John Nichols, one of the South Carolina attorneys representing Brown, said that this is the first case he's been involved with that reached oral arguments.

“It was apparent to me, with the exception of Thomas, who never speaks, that they were all informed and they were thinking about the issues,” said Nichols. “It was a hot bench. They were interrupting the lawyers on both sides to the point where justice Roberts had to stop them.”

For Nichols and the legal team representing Brown, this case was more than just another custody dispute.
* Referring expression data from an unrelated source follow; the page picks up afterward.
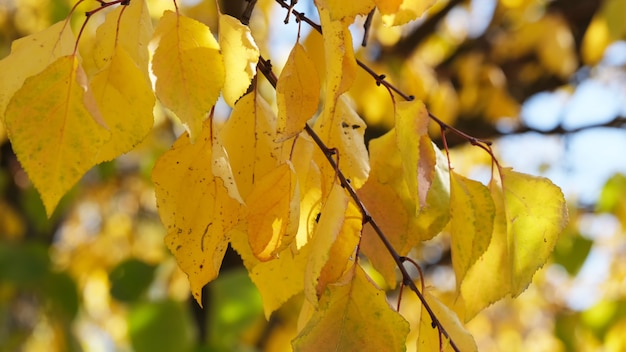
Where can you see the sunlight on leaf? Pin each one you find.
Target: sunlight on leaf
(127, 27)
(428, 339)
(418, 155)
(195, 208)
(530, 215)
(241, 55)
(189, 69)
(328, 228)
(297, 93)
(340, 10)
(274, 211)
(248, 137)
(408, 11)
(122, 95)
(471, 222)
(58, 155)
(338, 323)
(31, 55)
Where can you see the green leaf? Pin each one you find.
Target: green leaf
(130, 279)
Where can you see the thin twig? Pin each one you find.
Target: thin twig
(265, 69)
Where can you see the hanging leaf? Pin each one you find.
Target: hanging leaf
(274, 212)
(249, 138)
(122, 95)
(195, 208)
(297, 93)
(346, 10)
(416, 148)
(241, 55)
(189, 69)
(31, 55)
(530, 215)
(471, 222)
(129, 28)
(59, 140)
(328, 228)
(337, 324)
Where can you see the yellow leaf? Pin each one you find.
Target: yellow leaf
(607, 26)
(342, 253)
(31, 55)
(530, 215)
(339, 57)
(284, 271)
(346, 10)
(195, 208)
(388, 7)
(408, 11)
(387, 197)
(189, 69)
(353, 316)
(241, 55)
(429, 337)
(297, 93)
(127, 27)
(274, 212)
(343, 130)
(248, 137)
(125, 100)
(471, 222)
(416, 149)
(50, 122)
(328, 228)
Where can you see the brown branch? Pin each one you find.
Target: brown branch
(265, 69)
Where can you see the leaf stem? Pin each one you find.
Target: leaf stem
(265, 68)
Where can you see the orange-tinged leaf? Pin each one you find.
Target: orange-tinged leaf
(429, 337)
(241, 55)
(248, 137)
(340, 65)
(408, 11)
(387, 197)
(189, 69)
(353, 316)
(125, 100)
(388, 7)
(274, 211)
(127, 27)
(342, 253)
(50, 122)
(471, 222)
(343, 130)
(195, 208)
(284, 272)
(416, 149)
(530, 214)
(346, 10)
(328, 228)
(31, 55)
(297, 93)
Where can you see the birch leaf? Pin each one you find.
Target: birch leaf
(189, 69)
(31, 55)
(530, 214)
(297, 93)
(353, 315)
(57, 156)
(241, 55)
(195, 208)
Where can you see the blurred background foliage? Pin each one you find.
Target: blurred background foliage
(97, 277)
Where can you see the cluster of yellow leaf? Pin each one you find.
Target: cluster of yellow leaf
(260, 184)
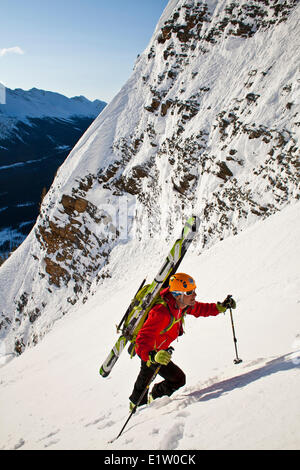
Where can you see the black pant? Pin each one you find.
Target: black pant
(174, 379)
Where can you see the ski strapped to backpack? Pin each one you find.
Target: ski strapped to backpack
(147, 296)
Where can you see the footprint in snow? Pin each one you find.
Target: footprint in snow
(19, 444)
(172, 438)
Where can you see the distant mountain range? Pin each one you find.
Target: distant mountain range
(37, 131)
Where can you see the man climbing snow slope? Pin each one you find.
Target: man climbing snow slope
(163, 325)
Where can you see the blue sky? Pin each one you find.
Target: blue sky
(74, 47)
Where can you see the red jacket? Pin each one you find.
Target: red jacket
(152, 336)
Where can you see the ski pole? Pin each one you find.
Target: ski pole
(237, 360)
(140, 399)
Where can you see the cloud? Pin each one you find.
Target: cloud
(11, 50)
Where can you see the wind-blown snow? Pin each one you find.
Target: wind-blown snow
(53, 398)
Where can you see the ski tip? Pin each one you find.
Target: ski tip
(103, 373)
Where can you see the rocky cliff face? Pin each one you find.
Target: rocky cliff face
(208, 124)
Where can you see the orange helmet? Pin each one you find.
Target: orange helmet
(181, 282)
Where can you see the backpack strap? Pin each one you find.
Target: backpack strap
(172, 321)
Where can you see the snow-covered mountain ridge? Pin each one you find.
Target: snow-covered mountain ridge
(37, 131)
(208, 123)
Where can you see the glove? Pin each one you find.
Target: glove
(162, 357)
(229, 302)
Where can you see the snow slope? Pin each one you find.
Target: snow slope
(53, 398)
(207, 123)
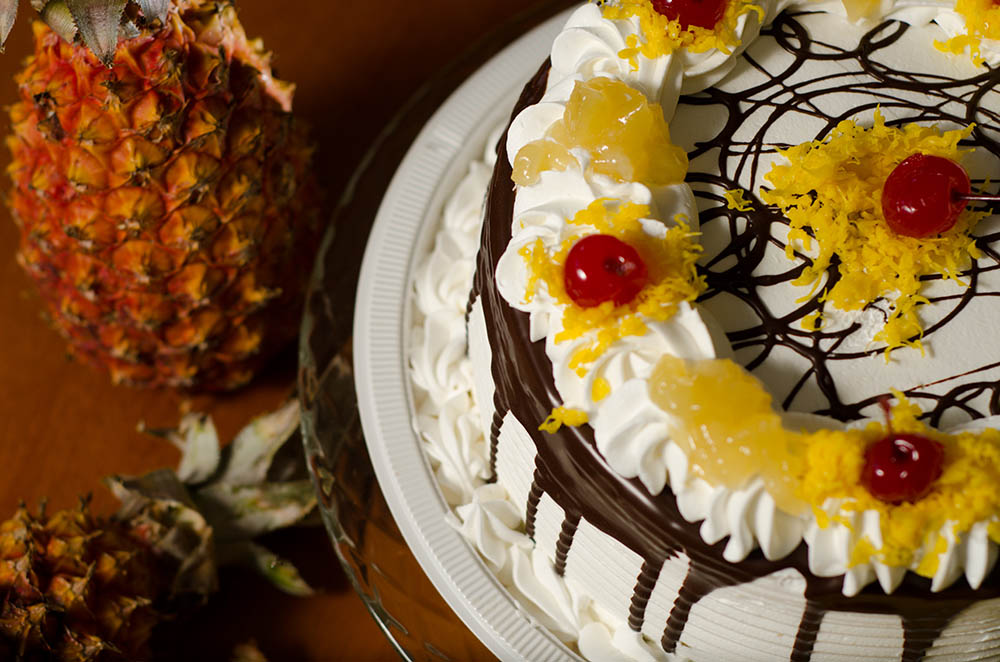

“Since early on, the legal team working for Mr. Brown have all been working pro bono on this case,” said Nichols, who argued the case before the South Carolina Supreme Court. “We are all dedicated to the right side of the law and there's no doubt in our minds that we are on the right side of this case. I always say that I never want a client of mine to lose because they have been outspent. The volunteer efforts by the entire team have been very gracious.”

And although only one hour was allotted for both sides to make their argument, Nimmo said there were also unanswered questions that still sit before the Court.

“There were parts of the case that weren't addressed that we know will be addressed in the opinion,” said Nimmo. “That's the nature of oral argument. But we are confident that this will turn out in our favor.”